Under the current FSC ban, if Suzano chose to commercially grow their GE eucalyptus trees, they would have to leave the FSC, seriously impacting their markets. In 2012, Stanley Hirsch, the CEO of Suzano’s biotech subsidiary FuturaGene, called the FSC a “market barrier” to GE trees.
“The timing of this so-called ‘learning process’ is more than coincidental,” said Anne Petermann of Global Justice Ecology Project. “There is a push by Suzano and other corporate interests to overturn bans and regulations on GE trees. These, however, are crucial to protect forest biodiversity and vulnerable Indigenous and other forest dependent communities from the unknown risks of trees genetically engineered with traits aimed at increasing corporate profit.
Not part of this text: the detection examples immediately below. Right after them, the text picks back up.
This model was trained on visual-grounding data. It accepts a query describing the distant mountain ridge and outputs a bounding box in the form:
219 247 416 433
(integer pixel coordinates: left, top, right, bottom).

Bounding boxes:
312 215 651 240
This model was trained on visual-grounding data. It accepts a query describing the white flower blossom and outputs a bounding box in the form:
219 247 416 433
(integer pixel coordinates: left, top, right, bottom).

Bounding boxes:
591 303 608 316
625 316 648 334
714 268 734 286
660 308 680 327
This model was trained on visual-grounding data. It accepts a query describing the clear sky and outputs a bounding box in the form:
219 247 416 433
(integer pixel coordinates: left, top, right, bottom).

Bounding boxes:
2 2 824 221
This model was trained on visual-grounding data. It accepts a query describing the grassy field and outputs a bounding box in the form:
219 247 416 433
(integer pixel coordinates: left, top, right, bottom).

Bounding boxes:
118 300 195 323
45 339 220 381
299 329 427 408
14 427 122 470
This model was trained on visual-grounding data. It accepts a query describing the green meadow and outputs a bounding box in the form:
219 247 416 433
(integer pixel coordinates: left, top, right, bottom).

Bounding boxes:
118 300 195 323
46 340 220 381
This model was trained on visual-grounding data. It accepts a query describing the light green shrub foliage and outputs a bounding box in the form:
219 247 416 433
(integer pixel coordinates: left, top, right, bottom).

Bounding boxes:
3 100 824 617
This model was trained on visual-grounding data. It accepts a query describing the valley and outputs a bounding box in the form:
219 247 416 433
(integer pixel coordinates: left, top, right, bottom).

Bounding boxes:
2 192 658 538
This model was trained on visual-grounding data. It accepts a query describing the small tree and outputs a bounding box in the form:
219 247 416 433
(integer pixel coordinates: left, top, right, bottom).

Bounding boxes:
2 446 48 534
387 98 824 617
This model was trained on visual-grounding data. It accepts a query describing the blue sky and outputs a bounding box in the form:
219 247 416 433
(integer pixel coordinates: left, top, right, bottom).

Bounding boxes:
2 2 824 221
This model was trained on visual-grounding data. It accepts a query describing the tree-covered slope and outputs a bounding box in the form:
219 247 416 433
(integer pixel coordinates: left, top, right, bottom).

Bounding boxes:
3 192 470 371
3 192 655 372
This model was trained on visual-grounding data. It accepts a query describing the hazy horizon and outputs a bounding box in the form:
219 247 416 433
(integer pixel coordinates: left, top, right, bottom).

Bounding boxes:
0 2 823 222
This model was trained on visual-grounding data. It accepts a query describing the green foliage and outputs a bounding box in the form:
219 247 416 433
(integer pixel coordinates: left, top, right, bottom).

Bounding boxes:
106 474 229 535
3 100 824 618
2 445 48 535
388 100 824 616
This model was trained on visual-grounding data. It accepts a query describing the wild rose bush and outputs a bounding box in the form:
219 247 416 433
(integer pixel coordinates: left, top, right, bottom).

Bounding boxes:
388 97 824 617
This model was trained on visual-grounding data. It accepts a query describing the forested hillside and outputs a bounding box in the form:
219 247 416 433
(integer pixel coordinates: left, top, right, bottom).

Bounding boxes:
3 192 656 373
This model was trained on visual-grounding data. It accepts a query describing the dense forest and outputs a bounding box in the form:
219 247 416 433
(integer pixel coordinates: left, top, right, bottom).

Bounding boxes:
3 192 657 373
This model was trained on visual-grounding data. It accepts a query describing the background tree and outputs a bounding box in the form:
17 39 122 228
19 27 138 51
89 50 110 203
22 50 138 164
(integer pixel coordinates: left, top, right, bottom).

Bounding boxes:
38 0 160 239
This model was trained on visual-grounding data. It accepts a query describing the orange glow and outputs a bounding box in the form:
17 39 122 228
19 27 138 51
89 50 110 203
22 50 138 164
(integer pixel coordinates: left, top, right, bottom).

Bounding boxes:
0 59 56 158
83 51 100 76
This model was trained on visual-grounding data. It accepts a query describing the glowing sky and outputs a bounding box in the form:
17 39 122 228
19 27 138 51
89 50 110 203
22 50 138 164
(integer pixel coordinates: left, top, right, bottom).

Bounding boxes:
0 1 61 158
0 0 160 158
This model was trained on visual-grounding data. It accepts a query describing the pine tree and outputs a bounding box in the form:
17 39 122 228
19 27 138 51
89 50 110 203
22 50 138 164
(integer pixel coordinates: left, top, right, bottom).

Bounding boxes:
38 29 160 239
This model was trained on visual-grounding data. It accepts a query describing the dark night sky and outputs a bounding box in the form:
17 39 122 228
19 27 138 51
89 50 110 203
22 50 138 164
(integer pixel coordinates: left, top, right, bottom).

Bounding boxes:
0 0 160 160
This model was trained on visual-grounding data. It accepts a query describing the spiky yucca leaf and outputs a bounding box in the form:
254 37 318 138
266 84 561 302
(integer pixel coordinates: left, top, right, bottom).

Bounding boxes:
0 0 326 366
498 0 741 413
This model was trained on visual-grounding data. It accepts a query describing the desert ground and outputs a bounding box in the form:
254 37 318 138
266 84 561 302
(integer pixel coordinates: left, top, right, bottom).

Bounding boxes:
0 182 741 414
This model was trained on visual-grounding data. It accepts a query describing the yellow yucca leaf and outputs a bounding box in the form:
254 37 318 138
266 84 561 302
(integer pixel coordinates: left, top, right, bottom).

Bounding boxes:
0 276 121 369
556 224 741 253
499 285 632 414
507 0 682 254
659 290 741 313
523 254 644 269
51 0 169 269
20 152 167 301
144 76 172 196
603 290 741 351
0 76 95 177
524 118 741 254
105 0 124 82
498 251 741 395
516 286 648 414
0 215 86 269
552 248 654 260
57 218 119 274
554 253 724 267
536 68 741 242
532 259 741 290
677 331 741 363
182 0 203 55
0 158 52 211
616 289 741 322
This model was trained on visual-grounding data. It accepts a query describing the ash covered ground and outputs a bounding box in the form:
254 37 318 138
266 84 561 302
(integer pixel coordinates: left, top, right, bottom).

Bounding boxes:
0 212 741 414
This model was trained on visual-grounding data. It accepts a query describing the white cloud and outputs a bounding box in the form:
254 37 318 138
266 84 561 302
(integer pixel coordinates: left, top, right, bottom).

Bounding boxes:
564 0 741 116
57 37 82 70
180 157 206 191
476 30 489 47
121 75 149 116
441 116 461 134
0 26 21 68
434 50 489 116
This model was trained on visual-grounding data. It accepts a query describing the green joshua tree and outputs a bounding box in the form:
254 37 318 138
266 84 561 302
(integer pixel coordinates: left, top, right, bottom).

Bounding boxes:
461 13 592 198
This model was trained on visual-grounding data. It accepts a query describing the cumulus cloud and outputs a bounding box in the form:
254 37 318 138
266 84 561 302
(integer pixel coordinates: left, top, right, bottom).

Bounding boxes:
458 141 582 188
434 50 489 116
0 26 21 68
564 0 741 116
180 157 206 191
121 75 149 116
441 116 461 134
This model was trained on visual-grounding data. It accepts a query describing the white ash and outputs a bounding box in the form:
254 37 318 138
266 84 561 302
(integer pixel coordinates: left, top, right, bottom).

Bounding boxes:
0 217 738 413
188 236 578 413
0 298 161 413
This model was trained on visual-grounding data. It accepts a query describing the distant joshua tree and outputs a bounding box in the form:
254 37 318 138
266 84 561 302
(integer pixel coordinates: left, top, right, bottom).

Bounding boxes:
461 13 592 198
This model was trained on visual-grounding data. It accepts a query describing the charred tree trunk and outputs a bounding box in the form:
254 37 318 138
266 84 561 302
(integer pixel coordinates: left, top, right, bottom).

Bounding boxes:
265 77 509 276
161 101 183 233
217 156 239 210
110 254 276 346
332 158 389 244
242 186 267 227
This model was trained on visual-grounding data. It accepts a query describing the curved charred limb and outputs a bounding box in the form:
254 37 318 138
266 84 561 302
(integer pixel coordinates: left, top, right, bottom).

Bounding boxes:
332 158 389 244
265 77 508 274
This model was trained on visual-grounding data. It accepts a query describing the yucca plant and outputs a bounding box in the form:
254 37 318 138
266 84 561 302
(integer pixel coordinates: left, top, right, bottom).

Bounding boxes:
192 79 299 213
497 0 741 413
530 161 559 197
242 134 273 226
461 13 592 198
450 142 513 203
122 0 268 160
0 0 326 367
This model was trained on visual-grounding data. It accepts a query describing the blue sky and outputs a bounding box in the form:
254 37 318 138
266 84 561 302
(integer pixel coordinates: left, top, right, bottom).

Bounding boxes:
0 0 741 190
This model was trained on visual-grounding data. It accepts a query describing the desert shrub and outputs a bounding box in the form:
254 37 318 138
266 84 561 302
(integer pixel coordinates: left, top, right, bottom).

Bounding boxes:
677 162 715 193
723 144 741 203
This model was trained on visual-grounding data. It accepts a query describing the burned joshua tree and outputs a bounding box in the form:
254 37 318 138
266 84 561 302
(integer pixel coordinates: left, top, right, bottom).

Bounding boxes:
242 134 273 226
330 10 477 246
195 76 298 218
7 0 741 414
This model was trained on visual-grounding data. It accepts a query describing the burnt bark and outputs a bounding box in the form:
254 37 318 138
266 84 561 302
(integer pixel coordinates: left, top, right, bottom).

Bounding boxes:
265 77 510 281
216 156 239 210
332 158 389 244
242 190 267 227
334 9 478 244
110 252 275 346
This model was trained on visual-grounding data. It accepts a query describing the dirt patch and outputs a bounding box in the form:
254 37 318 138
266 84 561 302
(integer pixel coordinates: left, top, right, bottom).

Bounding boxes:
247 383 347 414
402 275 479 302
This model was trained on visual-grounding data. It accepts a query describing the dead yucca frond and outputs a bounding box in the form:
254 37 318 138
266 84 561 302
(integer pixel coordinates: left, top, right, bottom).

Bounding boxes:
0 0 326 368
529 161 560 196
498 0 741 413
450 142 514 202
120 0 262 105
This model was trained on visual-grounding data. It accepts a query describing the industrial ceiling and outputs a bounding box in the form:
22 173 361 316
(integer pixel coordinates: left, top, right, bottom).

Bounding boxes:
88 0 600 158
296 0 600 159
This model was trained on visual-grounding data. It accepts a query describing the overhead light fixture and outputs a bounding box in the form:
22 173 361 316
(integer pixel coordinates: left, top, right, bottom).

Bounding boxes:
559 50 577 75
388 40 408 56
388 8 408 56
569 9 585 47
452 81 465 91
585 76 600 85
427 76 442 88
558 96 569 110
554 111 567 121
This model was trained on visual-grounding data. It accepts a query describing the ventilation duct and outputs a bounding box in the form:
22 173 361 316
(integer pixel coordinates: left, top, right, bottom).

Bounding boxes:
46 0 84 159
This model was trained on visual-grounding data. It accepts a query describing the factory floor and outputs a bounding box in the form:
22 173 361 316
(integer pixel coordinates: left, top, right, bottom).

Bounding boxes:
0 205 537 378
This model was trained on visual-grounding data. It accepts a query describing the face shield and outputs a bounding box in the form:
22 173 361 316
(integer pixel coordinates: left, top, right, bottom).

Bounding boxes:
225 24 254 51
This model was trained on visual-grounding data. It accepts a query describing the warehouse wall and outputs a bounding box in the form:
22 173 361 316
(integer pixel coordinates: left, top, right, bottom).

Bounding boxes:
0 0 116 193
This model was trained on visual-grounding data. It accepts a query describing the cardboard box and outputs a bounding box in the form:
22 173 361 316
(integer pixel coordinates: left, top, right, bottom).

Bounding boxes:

Removal of the FSC ban is seen as a major priority for industry’s goal of converting biodiverse wild forests into high-profit plantations of GE trees.”
In September, The Canadian Biotechnology Action Network and the Campaign to STOP GE Trees released a major report “The Global Status of Genetically Engineered Tree Development.”
In a September press release about the report, Lucy Sharrat of CBAN stated that “Development of genetically engineered trees is advancing despite the serious risks to our forests and continued opposition around the world,” adding, “Our report shows that genetic engineered trees are closer than ever to being released even though interest is limited to just a handful of companies and university researchers.” .
“If the Forest Stewardship Council decides to embrace genetic engineering, it will free the Brazilian pulp and paper company Suzano to begin planting its eucalyptus trees that are genetically engineered to tolerate glyphosate herbicides,” said Lizzie Díaz of the World Rainforest Movement at the time of the report’s release.